Assange Secures Freedom with Plea Deal
WikiLeaks founder Julian Assange pleaded guilty to a single felony charge for publishing US military secrets in a deal with Justice Department prosecutors that secures his freedom and concludes a drawn-out legal saga that raised divisive questions about press freedom and national security.
The plea was entered in federal court in Saipan, the capital of the Northern Mariana Islands, a US commonwealth in the Pacific. He arrived at court shortly before the hearing was to begin, wearing a dark suit with a tie loosened at the collar, and entered the building without taking questions.
A private plane carrying the whistleblower took off from US territory, journalists said. WikiLeaks said the plane was bound for Canberra in Assange's native Australia.

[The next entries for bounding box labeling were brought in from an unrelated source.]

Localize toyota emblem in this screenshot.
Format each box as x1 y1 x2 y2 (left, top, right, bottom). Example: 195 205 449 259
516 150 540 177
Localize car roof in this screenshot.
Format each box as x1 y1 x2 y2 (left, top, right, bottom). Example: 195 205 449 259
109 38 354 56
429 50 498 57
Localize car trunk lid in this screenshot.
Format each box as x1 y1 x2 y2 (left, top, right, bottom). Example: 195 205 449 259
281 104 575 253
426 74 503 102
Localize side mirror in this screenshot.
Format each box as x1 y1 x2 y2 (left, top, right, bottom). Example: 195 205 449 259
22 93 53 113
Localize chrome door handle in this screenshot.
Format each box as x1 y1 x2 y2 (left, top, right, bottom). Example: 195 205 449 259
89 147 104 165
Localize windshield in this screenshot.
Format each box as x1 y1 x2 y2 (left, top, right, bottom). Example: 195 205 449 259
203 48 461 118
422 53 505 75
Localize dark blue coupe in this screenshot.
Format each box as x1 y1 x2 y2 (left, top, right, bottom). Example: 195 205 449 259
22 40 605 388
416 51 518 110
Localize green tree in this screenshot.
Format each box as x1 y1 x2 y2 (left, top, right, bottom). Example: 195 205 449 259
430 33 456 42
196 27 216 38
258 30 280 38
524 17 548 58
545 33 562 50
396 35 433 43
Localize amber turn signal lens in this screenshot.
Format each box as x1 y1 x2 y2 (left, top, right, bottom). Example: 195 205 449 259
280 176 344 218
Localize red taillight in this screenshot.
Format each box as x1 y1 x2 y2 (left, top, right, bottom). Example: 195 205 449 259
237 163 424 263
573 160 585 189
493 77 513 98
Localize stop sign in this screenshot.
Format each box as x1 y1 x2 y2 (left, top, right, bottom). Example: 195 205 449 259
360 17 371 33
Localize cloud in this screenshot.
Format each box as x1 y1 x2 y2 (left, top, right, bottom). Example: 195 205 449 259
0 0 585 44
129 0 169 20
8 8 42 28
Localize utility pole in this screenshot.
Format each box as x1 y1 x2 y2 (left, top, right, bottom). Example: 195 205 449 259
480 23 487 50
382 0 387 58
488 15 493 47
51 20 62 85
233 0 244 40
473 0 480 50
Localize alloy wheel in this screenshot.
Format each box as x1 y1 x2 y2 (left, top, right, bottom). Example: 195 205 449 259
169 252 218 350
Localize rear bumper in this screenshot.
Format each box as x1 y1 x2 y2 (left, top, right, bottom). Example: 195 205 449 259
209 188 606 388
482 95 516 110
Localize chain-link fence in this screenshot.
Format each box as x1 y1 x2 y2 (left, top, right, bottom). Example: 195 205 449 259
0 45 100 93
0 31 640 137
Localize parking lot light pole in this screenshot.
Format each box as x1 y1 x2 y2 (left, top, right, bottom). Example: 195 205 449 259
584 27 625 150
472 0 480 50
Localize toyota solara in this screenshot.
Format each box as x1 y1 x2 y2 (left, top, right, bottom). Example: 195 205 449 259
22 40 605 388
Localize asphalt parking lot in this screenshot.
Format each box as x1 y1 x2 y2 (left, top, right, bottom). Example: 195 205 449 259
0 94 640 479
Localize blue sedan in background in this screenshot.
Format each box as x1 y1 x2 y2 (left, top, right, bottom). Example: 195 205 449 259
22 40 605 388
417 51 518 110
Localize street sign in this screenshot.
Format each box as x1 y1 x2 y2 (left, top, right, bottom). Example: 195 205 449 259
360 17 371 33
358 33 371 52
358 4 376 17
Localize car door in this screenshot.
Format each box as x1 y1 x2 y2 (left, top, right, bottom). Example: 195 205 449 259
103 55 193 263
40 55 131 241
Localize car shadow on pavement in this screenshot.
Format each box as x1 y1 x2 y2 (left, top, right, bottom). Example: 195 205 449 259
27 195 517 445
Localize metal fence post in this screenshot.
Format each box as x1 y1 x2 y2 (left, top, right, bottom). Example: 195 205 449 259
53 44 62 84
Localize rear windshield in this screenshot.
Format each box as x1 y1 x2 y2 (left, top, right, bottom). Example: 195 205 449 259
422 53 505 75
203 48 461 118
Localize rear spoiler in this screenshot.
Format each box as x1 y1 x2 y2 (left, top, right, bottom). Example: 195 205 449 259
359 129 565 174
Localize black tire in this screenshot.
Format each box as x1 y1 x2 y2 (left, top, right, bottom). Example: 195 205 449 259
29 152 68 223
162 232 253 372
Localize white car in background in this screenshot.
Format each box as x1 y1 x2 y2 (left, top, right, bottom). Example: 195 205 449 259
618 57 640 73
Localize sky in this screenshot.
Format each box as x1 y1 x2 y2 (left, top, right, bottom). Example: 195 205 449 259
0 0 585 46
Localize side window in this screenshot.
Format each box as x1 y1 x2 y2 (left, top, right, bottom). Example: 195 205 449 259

Though the deal with prosecutors required him to admit guilt to a single felony count, it will permit him to return to his native Australia without spending any time in an American prison. He had been jailed in the United Kingdom for the last five years, fighting extradition to the United States on an Espionage Act indictment that could have carried a lengthy prison sentence in the event of a conviction.
The abrupt conclusion enables both sides to claim a degree of victory, with the Justice Department able to resolve without trial a case that raised thorny legal issues and that might never have reached a jury at all given the plodding pace of the extradition process. Meanwhile, Assange’s wife, Stella,said that she was "elated" at the news as her husband flew on a chartered jet to Saipan en route to walking free.
WikiLeaks, the secret-spilling website that Assange founded in 2006, applauded the announcement of the deal, saying it was grateful for "all who stood by us, fought for us, and remained utterly committed in the fight for his freedom."